Quino Energy raises US$4 mn funding for aqueous flow battery

Quino Energy raises US$4 mn funding for aqueous flow battery

Quino Energy, a start-up commercialising a water-based organic flow battery technology licensed from Harvard University, announced that it has closed an additional US$1.25 million of funding to augment its recent Series Seed raise of US$3.3 million led by ANRI, one of the most active seed and early stage VC firms in Japan. This Series Seed Expansion brings the total raised in the investment round to $4.55M. This funding augments $1.0M previously raised in pre-seed funding and US$4.6 million awarded to the company in a non-dilutive grant from the U.S. Department of Energy.

The funding group includes new investors Energy Revolution Ventures and Doral Energy Tech Ventures, while TechEnergy Ventures increased the size of their earlier investment. They join ANRI, TechEnergy Ventures, and another confidential strategic investor as major Series Seed investors.

“Quino Energy has developed a revolutionary battery that will shape the future of grid-scale energy storage. We are incredibly impressed with Eugene Beh and his team’s technology, which delivers significant improvements in battery cost, lifetime, and safety,” says Peter Robson, Managing Director of Energy Revolution Ventures. “We believe Quino will play a vital role in the new Age of Electrochemical Power and are excited to support Eugene and his team on their journey.”

“At Doral, we align closely with Quino’s mission of developing a cheap, clean, and efficient flow battery, relying on affordable organic materials,” adds Guy Yavin, Investment Director at Doral Energy Tech Ventures. “The shortage of precious minerals and metals has held back the scale-up of new battery technologies and deep adoption of storage technologies to be embedded within renewable energy projects. Quino’s multi-hour battery has the potential to increase the reliance on renewable energy electricity, and we are looking forward to supporting the team in this venture.”

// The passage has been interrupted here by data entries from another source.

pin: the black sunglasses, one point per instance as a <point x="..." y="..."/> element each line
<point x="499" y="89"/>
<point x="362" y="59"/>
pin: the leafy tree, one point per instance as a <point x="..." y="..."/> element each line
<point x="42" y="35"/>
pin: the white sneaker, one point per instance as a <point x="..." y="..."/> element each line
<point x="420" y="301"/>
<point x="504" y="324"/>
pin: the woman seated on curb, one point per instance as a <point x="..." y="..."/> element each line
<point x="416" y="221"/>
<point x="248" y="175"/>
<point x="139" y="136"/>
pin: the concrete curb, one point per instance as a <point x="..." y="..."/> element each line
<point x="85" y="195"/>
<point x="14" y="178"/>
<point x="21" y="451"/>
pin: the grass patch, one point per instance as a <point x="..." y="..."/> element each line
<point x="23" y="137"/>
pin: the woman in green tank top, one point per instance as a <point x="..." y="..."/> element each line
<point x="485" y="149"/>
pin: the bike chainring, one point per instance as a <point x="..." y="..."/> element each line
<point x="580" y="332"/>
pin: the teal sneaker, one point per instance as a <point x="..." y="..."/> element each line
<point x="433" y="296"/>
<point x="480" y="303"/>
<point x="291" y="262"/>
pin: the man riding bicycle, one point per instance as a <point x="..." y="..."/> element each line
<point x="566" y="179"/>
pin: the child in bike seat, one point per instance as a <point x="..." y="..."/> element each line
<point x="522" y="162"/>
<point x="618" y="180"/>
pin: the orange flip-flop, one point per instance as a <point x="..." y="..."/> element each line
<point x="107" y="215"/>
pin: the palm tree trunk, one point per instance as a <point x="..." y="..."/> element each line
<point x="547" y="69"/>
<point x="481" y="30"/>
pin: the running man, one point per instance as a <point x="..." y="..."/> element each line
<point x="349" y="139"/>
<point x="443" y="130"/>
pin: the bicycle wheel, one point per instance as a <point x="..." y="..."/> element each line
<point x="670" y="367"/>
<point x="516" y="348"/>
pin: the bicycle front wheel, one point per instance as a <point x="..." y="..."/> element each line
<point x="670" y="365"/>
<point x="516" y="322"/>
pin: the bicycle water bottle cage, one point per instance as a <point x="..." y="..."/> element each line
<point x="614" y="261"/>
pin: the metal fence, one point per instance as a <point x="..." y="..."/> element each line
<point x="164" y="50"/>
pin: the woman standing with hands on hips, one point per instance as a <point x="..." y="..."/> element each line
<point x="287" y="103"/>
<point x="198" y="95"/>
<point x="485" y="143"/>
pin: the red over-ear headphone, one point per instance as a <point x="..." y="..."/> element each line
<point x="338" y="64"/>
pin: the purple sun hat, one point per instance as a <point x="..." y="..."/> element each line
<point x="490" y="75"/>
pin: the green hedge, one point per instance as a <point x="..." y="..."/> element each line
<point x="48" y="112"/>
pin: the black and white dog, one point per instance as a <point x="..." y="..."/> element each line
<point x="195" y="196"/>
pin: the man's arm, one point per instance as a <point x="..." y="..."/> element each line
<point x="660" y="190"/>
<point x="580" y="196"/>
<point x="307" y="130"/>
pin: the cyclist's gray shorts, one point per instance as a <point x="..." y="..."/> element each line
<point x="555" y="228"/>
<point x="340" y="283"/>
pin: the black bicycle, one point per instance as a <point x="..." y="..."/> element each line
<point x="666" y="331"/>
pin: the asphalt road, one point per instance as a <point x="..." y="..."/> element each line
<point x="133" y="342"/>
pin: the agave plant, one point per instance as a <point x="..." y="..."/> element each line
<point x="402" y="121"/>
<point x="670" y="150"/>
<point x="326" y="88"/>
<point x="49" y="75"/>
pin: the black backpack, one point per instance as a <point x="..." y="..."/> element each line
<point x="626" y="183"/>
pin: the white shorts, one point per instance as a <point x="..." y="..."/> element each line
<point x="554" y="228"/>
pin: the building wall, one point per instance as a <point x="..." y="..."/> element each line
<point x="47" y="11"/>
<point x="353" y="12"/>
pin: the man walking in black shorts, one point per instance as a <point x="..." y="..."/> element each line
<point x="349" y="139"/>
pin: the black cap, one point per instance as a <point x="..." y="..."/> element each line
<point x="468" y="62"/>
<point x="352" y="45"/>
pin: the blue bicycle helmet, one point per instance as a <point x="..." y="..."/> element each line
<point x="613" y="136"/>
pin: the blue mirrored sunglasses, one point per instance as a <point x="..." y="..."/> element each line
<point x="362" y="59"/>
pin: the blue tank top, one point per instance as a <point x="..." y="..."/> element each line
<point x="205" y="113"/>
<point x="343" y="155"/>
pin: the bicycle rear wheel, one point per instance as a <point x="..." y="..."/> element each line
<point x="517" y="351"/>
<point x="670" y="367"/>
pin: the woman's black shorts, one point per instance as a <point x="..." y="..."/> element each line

The new funding will augment Quino Energy’s push to further scale and demonstrate its in situ, zero-waste battery electrolyte production process that turns dyestuff chemicals made from coal tar into high-performance, long lifetime battery reactants using the flow battery system itself as the chemical reactor. Demonstrations are envisioned at commercially relevant scales at external sites in addition to an onsite microgrid at the company’s lab in San Leandro, California. Formed by combining a commercial rooftop solar system with one of the company’s prototypes, the onsite microgrid will enable Quino Energy to move its office operations off-grid while simultaneously collecting real-world field testing data.

“Our technology enables a 100% domestic supply chain without any reliance on critical minerals, saves jobs by developing a major new use for coal that doesn’t involve burning it, and accelerates the decarbonisation of our economy all at once,” explains Eugene Beh, co-founder/CEO of Quino Energy.

“This investment is a strong mandate to make rapid progress on commercialising organic flow battery systems that manufacture their own active materials through our process. We think that we can rapidly bring down the cost of mid-duration (8-40 hour) battery storage by leveraging existing supply chains of battery hardware. We’re grateful to our investors and the Department of Energy for sharing and supporting our vision for the future of grid energy storage.”